Chilean filmmaker, Pablo Larraín [Tony Manero (2008), No (2012), Neruda (2016), Jackie (2016)] in this sublime ‘fable from a true story’ imagines a Christmas weekend at Sandringham in the early 1990s, as an unhappy Princess Diana contemplates ending her marriage to Prince Charles and leaving the British Royal Family forever.
Sandringham, Christmas 1991. Bare trees, frosted fields, dead pheasants on the drive, this biographical psychological drama takes place over a festive period weekend. As played with intoxicating, mesmerising perfection by Kristen Stewart [Personal Shopper (2016), Clouds of Sils Maria (2014), The Twilight Saga (2008 -2012)], who dominates almost every scene, Diana, Princess of Wales (née Spencer) is suffocating, showing only flashes of her former effervescence. The world’s most scrutinised persona since she began living the fairy-tale life of a girl who grew up to marry a prince; in reality, her husband rather publicly loves someone else. She’s also suffocating under the expectations of total subservience to Royal protocol.
From a beautiful script by Steven Knight (Peaky Blinders), Larraín adroitly depicts a world in which every polished spoon and heavy curtain, every steely stare from staff, even a seemingly ‘jolly’ Christmas tradition, all express Her Majesty’s disapproval of the young princess.
A star-studded cast – including Timothy Spall as Major Alistair Gregory, with responsibility to keep Diana in line, Sean Harris, the head chef and Sally Hawkins as her preferred personal maid – also feature in this impressionistic and expressionistic poignant and powerful tale.

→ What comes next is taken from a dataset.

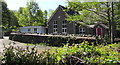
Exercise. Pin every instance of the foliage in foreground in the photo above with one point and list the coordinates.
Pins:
(68, 55)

The exquisite mis en scene and craftsmanship combine with director of photography Claire Mathon’s (Portrait of a Lady on Fire) universe of colour emerging from the muted environments designed by Guy Hendrix Dyas, creating breathtaking visuals. Jonny Greenwood’s groundbreaking score illuminates Diana’s internal tussle with solo piano and strings. It is oppressive with Baroque orchestration to reflect tradition and then free jazz for Diana and her inner turmoil.
Stewart and Larraín deliver a finale that is simultaneously heartbreaking and heartstopping in Pablo Larraín’s unreverential entirely compelling film.